Since the O ₂ ratio, H ₂ / H ₂ O ratio, and temperature cannot be perfectly matched to this chart, the temperature is kept constant,
Either the CO / CO ₂ ratio or the H ₂ / H ₂ O ratio is kept constant, and the other is uniquely determined. Whether the CO / CO ₂ ratio or the H ₂ / H ₂ O ratio is to be controlled depends on the responsiveness of the gas sensor 18, the measurement accuracy, etc., or whether the gas sensor 18 is more stable in the chart of FIG. It is better to judge from.

In the furnace atmosphere control method of the present invention using the above-described apparatus, the fuel flow is controlled so as to keep the temperature t in the direct-fired combustion furnace 3 constant, and the CO / C of the furnace gas is controlled.
The air flow rate is controlled so that the O ₂ ratio or the H ₂ / H ₂ O ratio is kept constant.
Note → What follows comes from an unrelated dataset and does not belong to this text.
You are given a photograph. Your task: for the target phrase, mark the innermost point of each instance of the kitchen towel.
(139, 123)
It should be noted that the present invention is not limited to the above-described embodiment, and it is needless to say that various changes can be made without departing from the gist of the present invention.

[0019]

According to the furnace atmosphere control method and apparatus of the present invention described above, the furnace temperature t of the direct-fired combustion furnace 3 is kept constant, and the CO / CO ₂ ratio or the CO / CO ₂ ratio in the furnace gas is maintained. H ₂ /
Since either of the H ₂ O ratios is kept constant, even if the fuel gas composition changes, it is not affected by the composition.
The desired reducing atmosphere in the reduced oxidation chart of iron can always be maintained.
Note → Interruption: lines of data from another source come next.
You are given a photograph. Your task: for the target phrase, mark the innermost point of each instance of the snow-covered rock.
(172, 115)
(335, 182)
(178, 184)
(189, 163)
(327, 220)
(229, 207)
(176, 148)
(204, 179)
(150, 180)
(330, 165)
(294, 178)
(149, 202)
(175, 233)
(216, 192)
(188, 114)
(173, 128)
Therefore, according to the present invention, a constant CO /
Since a CO ₂ ratio or a H ₂ / H ₂ O ratio can be obtained, a stable reducing atmosphere in the reduction oxidation chart can be maintained, and the quality of the object to be heated can be stabilized.

[Brief description of the drawings]

FIG. 1 is a chart of reduced oxidation of iron applied to the present invention.
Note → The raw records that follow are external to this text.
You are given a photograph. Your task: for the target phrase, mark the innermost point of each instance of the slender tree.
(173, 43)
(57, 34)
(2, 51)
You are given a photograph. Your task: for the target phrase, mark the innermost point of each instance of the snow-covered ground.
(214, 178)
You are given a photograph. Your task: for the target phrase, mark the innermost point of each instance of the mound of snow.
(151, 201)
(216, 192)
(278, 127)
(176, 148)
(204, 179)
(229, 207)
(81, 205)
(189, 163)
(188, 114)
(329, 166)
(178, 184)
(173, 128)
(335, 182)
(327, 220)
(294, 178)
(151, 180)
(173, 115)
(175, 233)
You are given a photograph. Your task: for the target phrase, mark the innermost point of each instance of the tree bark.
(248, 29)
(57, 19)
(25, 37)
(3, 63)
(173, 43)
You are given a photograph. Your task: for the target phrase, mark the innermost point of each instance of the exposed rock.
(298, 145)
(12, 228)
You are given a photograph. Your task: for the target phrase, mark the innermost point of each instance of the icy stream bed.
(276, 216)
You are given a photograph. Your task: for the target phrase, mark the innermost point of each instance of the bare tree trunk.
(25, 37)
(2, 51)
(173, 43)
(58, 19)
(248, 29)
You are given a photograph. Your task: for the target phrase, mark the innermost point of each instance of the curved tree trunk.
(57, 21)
FIG. 2 is an overall configuration diagram of a furnace atmosphere control apparatus according to the present invention.

[Explanation of symbols]

 DESCRIPTION OF SYMBOLS 1 Fuel 2 Air 3 Direct-fired combustion furnace 4 Fuel flow control valve 5 Air flow control valve 6 Material to be heated (steel material) 10 Furnace atmosphere control device 12 Temperature sensor 14 Fuel flow controller 16 Sampling device 18 Gas sensor 20 Calculation 22 Air flow controller

──────────────────────────────────────────────────続 き Continued on the front page (51) Int.Cl. ⁶ Identification code FI F27D 7/06 F27D 7/06 C (72) Inventor Kazumi Mori 1 Shinnakahara-cho, Isogo-ku, Yokohama-shi, Kanagawa Prefecture Ishikawajima-Harima Heavy Industries Co., Ltd. Inside the Yokohama Engineering Center

Claims (2)

[Claims] 1. A fuel flow rate is controlled so as to keep a temperature in a direct-fired combustion furnace constant, and CO / CO ₂ gas in the furnace is controlled.
A method for controlling the atmosphere in a furnace, comprising controlling an air flow rate so as to keep a ratio or a H ₂ / H ₂ O ratio constant. 2. A temperature sensor for detecting a temperature in a direct-fired combustion furnace in which fuel is directly burned inside, a fuel flow controller for controlling a fuel flow such that a detected value of the temperature sensor is constant, and A sampling device for sampling gas in the furnace, a gas sensor for detecting CO concentration and CO ₂ concentration and H ₂ concentration and H ₂ O concentration in the sampling gas,
From the detected gas concentration, the CO / CO ₂ ratio and H ₂ / H ₂
An arithmetic unit for calculating the O ratio and a CO / CO ₂ ratio or H ₂ / H
Furnace atmosphere control device being characterized in that and an air flow rate controller for controlling the air flow rate to hold one of the ₂ O ratio constant.